Desanimado, abandonou o futebol por completo, dedicando-se a outras profissões, como vendedor de carros, jogador profissional e dono de um clube noturno.
Do Royal Crescent para o mundo
Voltou ao West Ham, onde, sob a orientação de Ted Fenton, deu alguns treinos e mais tarde tornou-se um dos responsáveis pelos schoolboys, sendo uma das figuras orientadoras da academia do clube.
Nesses anos foi tutor do jovem Bobby Moore, que anos mais tarde o recordou com imenso carinho, lembrando o papel fundamental que teve na sua carreira, reparando nele e apoiando-o quando mais ninguém se interessava pelo jovem Moore. Já no auge da carreira, o campeão mundial Bobby Moore jurava que não podia ter sido nada do que foi sem o Big Mal, razão pela qual amava aquele homem.
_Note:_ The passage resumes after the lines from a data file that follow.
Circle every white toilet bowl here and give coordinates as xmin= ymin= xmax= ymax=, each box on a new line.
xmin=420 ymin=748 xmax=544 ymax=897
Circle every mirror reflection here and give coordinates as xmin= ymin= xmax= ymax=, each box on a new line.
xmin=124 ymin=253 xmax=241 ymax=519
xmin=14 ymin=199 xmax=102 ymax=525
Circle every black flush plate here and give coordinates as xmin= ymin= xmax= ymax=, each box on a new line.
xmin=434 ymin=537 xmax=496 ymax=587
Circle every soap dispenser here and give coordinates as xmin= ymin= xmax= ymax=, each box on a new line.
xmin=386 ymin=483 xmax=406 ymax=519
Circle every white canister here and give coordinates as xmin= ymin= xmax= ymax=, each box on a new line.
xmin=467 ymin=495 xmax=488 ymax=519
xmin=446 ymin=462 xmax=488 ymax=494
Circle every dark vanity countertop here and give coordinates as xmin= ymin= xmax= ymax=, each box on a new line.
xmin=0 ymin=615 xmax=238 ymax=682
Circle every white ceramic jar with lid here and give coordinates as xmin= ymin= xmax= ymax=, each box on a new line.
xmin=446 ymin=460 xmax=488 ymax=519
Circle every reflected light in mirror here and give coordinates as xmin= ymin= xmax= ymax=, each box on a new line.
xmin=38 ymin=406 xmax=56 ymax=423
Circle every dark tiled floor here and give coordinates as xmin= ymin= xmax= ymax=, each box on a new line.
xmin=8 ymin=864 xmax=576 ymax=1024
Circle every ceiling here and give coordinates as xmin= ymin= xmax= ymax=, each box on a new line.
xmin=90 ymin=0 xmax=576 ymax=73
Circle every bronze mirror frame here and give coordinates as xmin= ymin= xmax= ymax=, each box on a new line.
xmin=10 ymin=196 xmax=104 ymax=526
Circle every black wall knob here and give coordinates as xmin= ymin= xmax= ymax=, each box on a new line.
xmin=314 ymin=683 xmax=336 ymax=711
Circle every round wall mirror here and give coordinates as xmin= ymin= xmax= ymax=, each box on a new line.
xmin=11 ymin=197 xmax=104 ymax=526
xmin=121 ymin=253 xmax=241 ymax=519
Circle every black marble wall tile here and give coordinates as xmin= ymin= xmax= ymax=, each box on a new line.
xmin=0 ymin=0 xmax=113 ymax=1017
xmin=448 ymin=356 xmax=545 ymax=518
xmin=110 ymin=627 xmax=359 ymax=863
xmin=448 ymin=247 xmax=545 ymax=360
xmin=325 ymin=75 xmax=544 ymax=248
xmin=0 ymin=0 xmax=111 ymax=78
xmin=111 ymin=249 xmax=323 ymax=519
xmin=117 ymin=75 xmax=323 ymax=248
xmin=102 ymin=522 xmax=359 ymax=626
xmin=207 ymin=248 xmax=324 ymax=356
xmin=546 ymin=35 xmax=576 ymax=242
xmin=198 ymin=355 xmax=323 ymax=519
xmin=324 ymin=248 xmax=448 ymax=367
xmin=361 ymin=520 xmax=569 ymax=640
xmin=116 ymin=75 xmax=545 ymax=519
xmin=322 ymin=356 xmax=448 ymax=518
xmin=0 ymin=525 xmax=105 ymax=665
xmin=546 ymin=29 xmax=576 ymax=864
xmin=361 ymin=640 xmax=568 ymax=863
Depois passou pela Universidade de Cambridge onde aprofundou os seus estudos sobre treino, antes de assumir o seu primeiro papel como treinador ao serviço do Bath City.
Seria na cidade banhada pelo Avon que Allison começaria a sua carreira, acabando com velhos hábitos instalados no clube. Substituindo Bob Hewson, obrigou os jogadores a treinar duas vezes ao dia, quando antes da sua chegada, e por serem todos amadores com um trabalho durante o dia, só treinavam quatro vezes por semana.
Ficou em terceiro lugar no campeonato e chegou à terceira ronda da FA Cup, obrigando o primodivisionário Bolton a um jogo de desempate, depois de ter estado a vencer o primeiro jogo quase até ao fim.
No fim da época abandonou a cidade de Jane Austeen e olhou para trás uma última vez para o Royal Crescent, antes de aceitar o convite que lhe chegou do Canadá para treinar o Toronto City. Mas poucas semanas bastaram para ter saudades da Old Blighty e rapidamente regressou a Inglaterra.
O City podia jogar em Marte
A sua carreira em Bath dera nas vistas, não surpreendendo que despertasse a cobiça de clubes de escalões superiores, um deles, o Plymouth Argyle, contratou-o e levou-o para a costa sul de Inglaterra. Ao serviço dos verdes despertou o interesse do Middlesbrough, mas seria o Manchester City que o contrataria.
Ao longo de sete épocas, Mercer e Allison transformaram um clube de segunda divisão numa das mais excitantes e admiradas equipas de Inglaterra.
Campeões de Inglaterra e vencedores do Charity Shield em 1968, vencedores da FA Cup em 1969, da Taça da Liga e da Taça dos Vencedores das Taças em 1970, os cityzens tornaram-se num caso sério no panorama futebolístico inglês. No auge do sucesso, Allison afirmava numa entrevista que o "City seria o primeiro clube a ser convidado a jogar em Marte."